However, providing an easy way to insert, update, and delete is proving to be more challenging. Pretty much, all the problems I'm having is with fwrite.

Insert - As far as I can tell, there is not a way to insert characters at a location other than the end of the file using fwrite. The two options I've come up with is using file_get_contents and heavily using fseek/fwrite to extend the file.

Delete - Unfortunately, trying to write NULL using fwrite is not the same thing as a 'deleting' a character. As with inserting data, the options again are file_get_contents and fseek/fwrite.

Update - Updating data within a file is a combination of the insert/delete problems. If the new value is shorter than the old value, then I'd have to delete the additional characters. If the new value is longer than the old value, I'd have to insert the additional characters. If they are the same length, then simply using fwrite will be fine.

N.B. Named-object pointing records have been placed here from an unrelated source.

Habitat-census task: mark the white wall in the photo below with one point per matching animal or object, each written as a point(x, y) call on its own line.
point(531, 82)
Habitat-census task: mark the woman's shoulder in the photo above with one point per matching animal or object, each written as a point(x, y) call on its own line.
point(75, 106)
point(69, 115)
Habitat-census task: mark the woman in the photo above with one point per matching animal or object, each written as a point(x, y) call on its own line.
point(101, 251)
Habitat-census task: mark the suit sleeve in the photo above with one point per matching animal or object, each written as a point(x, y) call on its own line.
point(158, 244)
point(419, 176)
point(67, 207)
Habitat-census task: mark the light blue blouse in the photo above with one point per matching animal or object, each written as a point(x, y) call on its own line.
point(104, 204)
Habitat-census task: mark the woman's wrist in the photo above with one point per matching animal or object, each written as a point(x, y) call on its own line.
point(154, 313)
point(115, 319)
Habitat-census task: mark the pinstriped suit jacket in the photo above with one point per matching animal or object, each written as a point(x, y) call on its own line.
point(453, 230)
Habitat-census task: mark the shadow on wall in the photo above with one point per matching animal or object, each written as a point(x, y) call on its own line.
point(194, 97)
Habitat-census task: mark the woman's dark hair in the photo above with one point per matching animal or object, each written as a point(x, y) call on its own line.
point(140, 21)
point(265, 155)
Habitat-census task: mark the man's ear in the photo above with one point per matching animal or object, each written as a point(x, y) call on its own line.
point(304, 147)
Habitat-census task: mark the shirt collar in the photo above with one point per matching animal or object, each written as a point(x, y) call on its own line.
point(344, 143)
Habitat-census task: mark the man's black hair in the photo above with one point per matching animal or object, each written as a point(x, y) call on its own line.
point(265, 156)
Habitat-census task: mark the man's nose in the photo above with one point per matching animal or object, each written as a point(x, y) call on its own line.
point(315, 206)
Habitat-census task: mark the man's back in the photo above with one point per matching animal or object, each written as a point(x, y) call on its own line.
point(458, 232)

Hopefully, there is something I'm not aware of which can resolve this problem cleanly. Each of the options I found use either file_get_contents (which I don't care for since the entire file must be read into memory) or heavily use fseek/fwrite to change the file's length (which seems convoluted to me).

Does anyone have an idea I haven't thought of?

Thanks!

+1  A: 

You could always use fseek() and fwrite() to shuffle the file in fixed-size 'chunks' rather than using file_get_contents(). The logic is fairly straightforward, but I suspect it would be cumbersome and slow if implemented directly in PHP rather than as a C library.

Mark Baker
Yeah, that's the fseek/fwrite option which I was referring to. I feel the same way about it.
Ogo
+1  A: 

That's it. Pretty much every language will do it the same way. The recommended way is to use a temporary file, and transfer the original file piece by piece, then atomically move the temp file over the original.

However, there are programs that do such things for you, and in a much more optimized way - primarily database engines.